For a lot of useful information in this field look into the work done with the IRCAM-ACIDS ( Artificial Creative Intelligence and Data Science ) projects. This is research done by a group of people in France, mostly open source – all really excellent stuff.

For a place to look, start clicking off this Google search.

I have a hunch, that some of the internet back-end with the WoFI project may be based on some of the research done for the IRCAM-ACIDS project. In particular i am thinking the Flow Synthesizer may be involved. This is only a hunch though, perhaps i am only wishing that it is so.

I think you have put your finger on a central question.

With the IRCAM-ACIDS project Neurorack they generate sounds from seven separate descriptors that can be actively adjusted.

  • Loudness
  • Percussivity
  • Noisiness
  • Tone-like
  • Richness
  • Brightness
  • Pitch

The Neurorack hardware is a small Eurorack module based on the Nvidia Jetson Nano processor, a 128 core GPU along with 4 CPUs.

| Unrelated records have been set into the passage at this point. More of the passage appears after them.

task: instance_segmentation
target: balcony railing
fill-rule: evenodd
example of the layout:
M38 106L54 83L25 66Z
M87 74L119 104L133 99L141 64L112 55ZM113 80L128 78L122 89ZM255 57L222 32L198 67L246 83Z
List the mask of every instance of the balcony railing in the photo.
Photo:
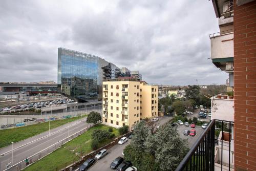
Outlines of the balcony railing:
M181 170L233 170L233 159L230 154L233 153L231 150L231 125L233 122L229 121L212 120L205 130L200 135L196 143L184 157L176 171ZM221 129L216 127L218 125ZM224 127L224 125L225 126ZM221 140L220 144L215 139L215 132L221 129ZM219 131L218 131L219 130ZM226 131L227 135L224 137L223 131ZM227 136L228 135L228 136ZM227 141L225 139L227 139ZM223 141L226 141L228 147L223 148ZM227 146L227 145L226 145ZM215 156L215 146L218 147L220 157L216 161L217 156ZM223 152L225 151L225 152Z

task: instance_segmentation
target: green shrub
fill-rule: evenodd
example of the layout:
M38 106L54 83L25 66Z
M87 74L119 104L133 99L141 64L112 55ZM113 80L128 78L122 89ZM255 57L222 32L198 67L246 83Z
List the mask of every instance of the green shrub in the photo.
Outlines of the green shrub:
M123 135L128 132L129 127L127 125L124 125L118 129L118 132L120 135Z
M110 133L112 133L113 132L113 127L109 127L109 132Z

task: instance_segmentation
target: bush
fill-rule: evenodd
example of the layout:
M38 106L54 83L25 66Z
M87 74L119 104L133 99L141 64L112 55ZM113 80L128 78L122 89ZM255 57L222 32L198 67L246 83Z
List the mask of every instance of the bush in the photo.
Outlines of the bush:
M114 138L115 136L116 135L115 135L115 134L112 133L110 135L110 138Z
M91 144L91 147L93 150L98 149L99 147L99 141L98 141L97 139L93 139L92 143Z
M120 135L123 135L128 132L129 127L127 125L124 125L118 129L118 132Z
M110 133L112 133L113 132L113 127L109 127L109 132Z

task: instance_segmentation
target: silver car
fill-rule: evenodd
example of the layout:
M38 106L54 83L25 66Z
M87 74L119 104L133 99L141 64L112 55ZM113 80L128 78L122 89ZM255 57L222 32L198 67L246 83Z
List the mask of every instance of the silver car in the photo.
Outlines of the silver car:
M106 149L101 149L99 153L95 156L95 158L99 160L108 154L108 151Z

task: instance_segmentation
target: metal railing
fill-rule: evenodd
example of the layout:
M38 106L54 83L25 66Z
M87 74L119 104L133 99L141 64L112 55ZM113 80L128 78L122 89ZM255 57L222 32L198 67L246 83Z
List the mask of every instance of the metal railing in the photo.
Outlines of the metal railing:
M233 122L229 121L211 120L176 170L215 170L215 168L217 167L219 168L218 170L221 170L232 169L233 165L230 163L233 161L233 159L230 158L230 154L232 153L231 151L232 124ZM216 125L221 128L218 128ZM215 135L219 133L219 138L216 139ZM224 136L224 133L227 136ZM223 145L224 141L226 145ZM224 148L224 145L228 147ZM221 154L218 155L220 151ZM223 151L226 151L225 156L224 156ZM227 152L228 160L227 161ZM218 156L220 156L220 159L217 159Z

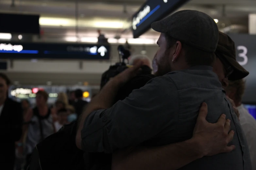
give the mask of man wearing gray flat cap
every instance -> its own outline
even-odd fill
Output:
[[[178,160],[175,166],[164,162],[161,167],[151,165],[146,168],[139,166],[131,169],[129,165],[122,166],[117,162],[112,163],[112,169],[251,170],[248,146],[238,120],[213,71],[219,36],[215,22],[205,14],[185,10],[153,23],[152,27],[161,33],[156,57],[158,77],[114,105],[118,89],[136,75],[140,66],[112,78],[82,114],[77,135],[77,147],[87,152],[111,153],[129,147],[159,149],[178,144],[200,132],[200,126],[194,128],[200,106],[202,103],[205,106],[205,102],[208,122],[214,123],[225,118],[214,131],[220,133],[231,126],[232,131],[223,134],[229,143],[226,149],[220,147],[215,152],[206,151],[186,163]],[[222,152],[228,153],[218,154]],[[185,159],[189,157],[189,153],[176,153]],[[150,157],[148,153],[148,158],[155,160],[163,154],[160,152]],[[170,155],[170,159],[175,159]]]

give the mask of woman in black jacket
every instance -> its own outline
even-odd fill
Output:
[[[8,97],[10,82],[0,73],[0,169],[13,170],[15,141],[21,136],[22,109],[20,103]]]

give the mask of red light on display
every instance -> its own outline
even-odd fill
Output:
[[[39,90],[38,88],[33,88],[32,89],[32,92],[33,93],[37,93]]]
[[[43,89],[42,88],[33,88],[32,89],[32,92],[36,94],[38,92],[38,91],[43,91]]]

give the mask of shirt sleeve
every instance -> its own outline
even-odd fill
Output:
[[[152,79],[110,108],[89,115],[81,131],[83,149],[112,153],[153,137],[177,121],[178,98],[178,90],[170,78]]]

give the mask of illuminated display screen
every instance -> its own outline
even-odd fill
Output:
[[[246,105],[245,107],[248,110],[249,113],[256,119],[256,105]]]
[[[174,12],[189,0],[148,0],[132,17],[133,37],[138,38],[150,28],[151,24]]]
[[[108,45],[0,41],[0,58],[109,59]]]

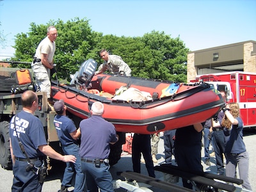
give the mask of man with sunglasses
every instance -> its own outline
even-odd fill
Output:
[[[53,57],[56,50],[55,41],[58,36],[54,26],[47,28],[47,36],[37,47],[31,68],[36,77],[38,91],[47,93],[48,102],[51,104],[51,70],[55,72]]]

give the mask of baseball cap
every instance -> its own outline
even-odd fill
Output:
[[[61,112],[63,110],[64,106],[64,100],[63,99],[60,99],[54,102],[53,108],[54,108],[54,111],[56,112]]]

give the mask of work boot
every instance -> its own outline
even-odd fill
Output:
[[[156,154],[152,154],[152,160],[154,163],[157,163],[157,159],[156,158]]]

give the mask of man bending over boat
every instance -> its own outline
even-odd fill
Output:
[[[102,68],[95,73],[95,75],[100,74],[107,70],[115,75],[131,76],[132,70],[129,65],[124,61],[120,56],[111,54],[104,49],[100,51],[100,56],[104,60]]]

I believe the software is then set up with some basic sounds connected in to those seven descriptors, and then the musician is allowed to vary those seven descriptors in some manner over time to produce sound and music.


A summary of some other ACIDS stuff :

  • DDSP - Differentiable Digital Signal Processing, a PyTorch ( a Python machine learning framework ) module with a PureData wrapper, with a couple of pretrained instrument models, for real-time sound creation.

  • RAVE VST - Realtime Audio Variational autoEncoder, a fast and high-quality audio waveform synthesis system using deep learning models.

  • VSCHAOS - A Python library for variational neural audio synthesis, using PyTorch.

  • Flow Synthesizer - A voice controlled synthesizer, using variational auto-encoders and normalized flows on a set of learned sounds. ( Simplified description. )

  • Generative Timbre Spaces - A descriptor based synthesis method that maintains timbre structure while moving across timbre space. Uses variational auto-encoders.

  • Orchestral Piano - A method that allows the real-time projection of a keyboard played piece, to a full orchestral sound, using analysis of historic examples of music moved by composers, from piano to orchestra. I think this is still under improvement.

  • Orchids - A set of algorithms and features to reconstruct any evolving target sound with a combination of acoustic instruments.

In addition to IRCAM, it appears that Sony CSL ( Computer Science Laboratories Inc. ) may also be assisting with some of this research.


I want to see them come out with an AI that can emulate the Ohio Players, if they can do that I’ll eat my hat!

1 Like

It’s going to be hard to resist this kind of eurorack !

1 Like

You’re talking about the Tonex Amp Modeler. That’s a very competitive price, if it competes well with the Kemper Profiler.

Resynthesis has been around for a while, too. Maybe with ML, it might be easier to apply it to more complex synthesis engines. Of course, there is also a cost trade-off here: why not simply sample the sound you want or combine sampling with synthesis? So how many companies would be willing to invest in this area?

Didn’t the devs of the Hydrasynth use machine learning (ML) internally to emulate the filters of various synths? I remember having heard something like that in the early YT videos. So this already seems to be the reality and would not particularly need any “AI” but “only” some training data and a decent model that after training translates into relevant DSP settings.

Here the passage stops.